As plataformas precisam ir além da remoção após denúncia. Políticas proativas de proteção devem ser a regra. Afinal, normalizar o consumo de violência infantil em redes sociais é abrir mão da nossa humanidade coletiva.
A BUROCRACIA QUE CONTRARIA A LEI: UM CASO NO RIO GRANDE DO NORTE
A inércia dos órgãos públicos não se restringe a situações de exposição vexatória. É uma falha que afeta até mesmo a garantia de direitos básicos.

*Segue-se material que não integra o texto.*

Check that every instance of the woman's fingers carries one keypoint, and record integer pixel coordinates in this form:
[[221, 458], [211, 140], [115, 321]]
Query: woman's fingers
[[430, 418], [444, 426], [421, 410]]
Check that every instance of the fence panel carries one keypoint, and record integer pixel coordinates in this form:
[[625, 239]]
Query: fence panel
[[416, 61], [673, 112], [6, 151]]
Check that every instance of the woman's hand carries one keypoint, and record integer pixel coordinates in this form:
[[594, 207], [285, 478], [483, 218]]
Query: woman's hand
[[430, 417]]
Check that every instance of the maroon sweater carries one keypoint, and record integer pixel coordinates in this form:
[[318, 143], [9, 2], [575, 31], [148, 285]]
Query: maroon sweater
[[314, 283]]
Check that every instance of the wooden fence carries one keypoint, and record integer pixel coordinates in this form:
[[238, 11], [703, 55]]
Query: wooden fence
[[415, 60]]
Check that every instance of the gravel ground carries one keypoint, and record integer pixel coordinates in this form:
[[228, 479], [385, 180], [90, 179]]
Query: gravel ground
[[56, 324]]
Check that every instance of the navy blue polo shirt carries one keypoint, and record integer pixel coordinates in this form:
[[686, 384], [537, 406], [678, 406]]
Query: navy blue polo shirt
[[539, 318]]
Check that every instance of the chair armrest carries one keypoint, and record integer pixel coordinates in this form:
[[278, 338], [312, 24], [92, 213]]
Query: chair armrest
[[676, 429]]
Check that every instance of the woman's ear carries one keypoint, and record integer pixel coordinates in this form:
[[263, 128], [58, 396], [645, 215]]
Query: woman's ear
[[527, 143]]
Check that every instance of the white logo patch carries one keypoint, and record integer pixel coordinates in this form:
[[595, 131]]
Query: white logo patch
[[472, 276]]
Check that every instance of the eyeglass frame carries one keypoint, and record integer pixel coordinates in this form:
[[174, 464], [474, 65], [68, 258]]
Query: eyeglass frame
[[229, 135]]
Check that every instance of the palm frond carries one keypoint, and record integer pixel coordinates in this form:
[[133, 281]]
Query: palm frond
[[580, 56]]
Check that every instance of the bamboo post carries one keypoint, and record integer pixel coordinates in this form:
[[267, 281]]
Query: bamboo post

No meu caso pessoal, no Rio Grande do Norte, vivenciei um episódio que ilustra essa problemática. A Lei Estadual nº 11.872/2024 garante a reserva de vaga para irmãos que frequentem a mesma etapa escolar na rede pública. Baseado nessa lei, solicitei a matrícula da minha filha na mesma escola onde seu irmão já estudava.
Apesar de ser um direito expresso em lei, a Secretaria de Educação do Estado negou o pedido, e, posteriormente, conforme decisão administrativa com a qual não concordo, o órgão que deveria ser o fiscal da lei arquivou a representação. Na minha interpretação, essa decisão fragiliza o direito previsto tanto na lei federal quanto na lei estadual.
Na prática, para o meu caso, o ECA e a Lei Estadual do Rio Grande do Norte, nos dispositivos que garantem a reserva de vaga para irmãos, se tornaram "letra morta" — letra morta pela burocracia, e não pela ausência de lei.
UMA CONVOCAÇÃO À AÇÃO
Este não é um artigo de desabafo emocional, mas sim uma convocação jurídica e moral. Na minha opinião, o silêncio institucional diante de violações dos direitos da infância e juventude não é neutralidade, mas pode ser interpretado como conivência.
Aos 35 anos, o ECA não pode ser apenas um manual jurídico; ele precisa ser uma realidade concreta nas políticas públicas e na conduta diária de nossas autoridades.
Se há tempo e recursos gravar vídeos que resultaram na exposição de adolescentes ou criar barreiras burocráticas para o acesso à educação, deve haver ainda mais disposição para investir em ensino de qualidade, segurança escolar, capacitação de educadores e apoio psicossocial.
O poder público tem duas opções: ou se torna o guardião efetivo dos direitos da infância e adolescência, ou continuará sendo o exemplo de como se rasga um estatuto que nasceu para proteger. A escolha é deles. A cobrança é nossa.
#ECA35anos
Referências
GAZETA DIGITAL. Vídeo – Prefeito aborda alunos e secretário vê crítica ao ensino do Estado. Cuiabá, 14 ago. 2025. Disponível em: https://www.gazetadigital.com.br/editorias/politica-de-mt/video-prefeito-aborda-alunos-e-secretario-ve-critica-ao-ensino-do-estado/818735. Acesso em: 16 ago. 2025.
TRIBUNA DO NORTE. RN: lei garante vagas na mesma escola para irmãos; entenda. Natal, 14 ago. 2025. Disponível em: https://tribunadonorte.com.br/rio-grande-do-norte/rn-lei-garante-vagas-na-mesma-escola-para-irmaos-entenda/. Acesso em: 16 ago. 2025.
BRASIL. Lei nº 8.069, de 13 de julho de 1990 (ECA). Dispõe sobre o Estatuto da Criança e do Adolescente e dá outras providências. Disponível em: https://www.planalto.gov.br/ccivil_03/leis/l8069.htm. Acesso em: 16 ago. 2025.
Angelo Silva de Oliveira é pai, cidadão brasileiro, mestre em Administração Pública (UFMS), especialista em Gestão Pública Municipal (UNEMAT) e em Organização Socioeconômica (UFMT), graduado em Administração (UFMT) e auditor interno NBR ISO 9001:2015.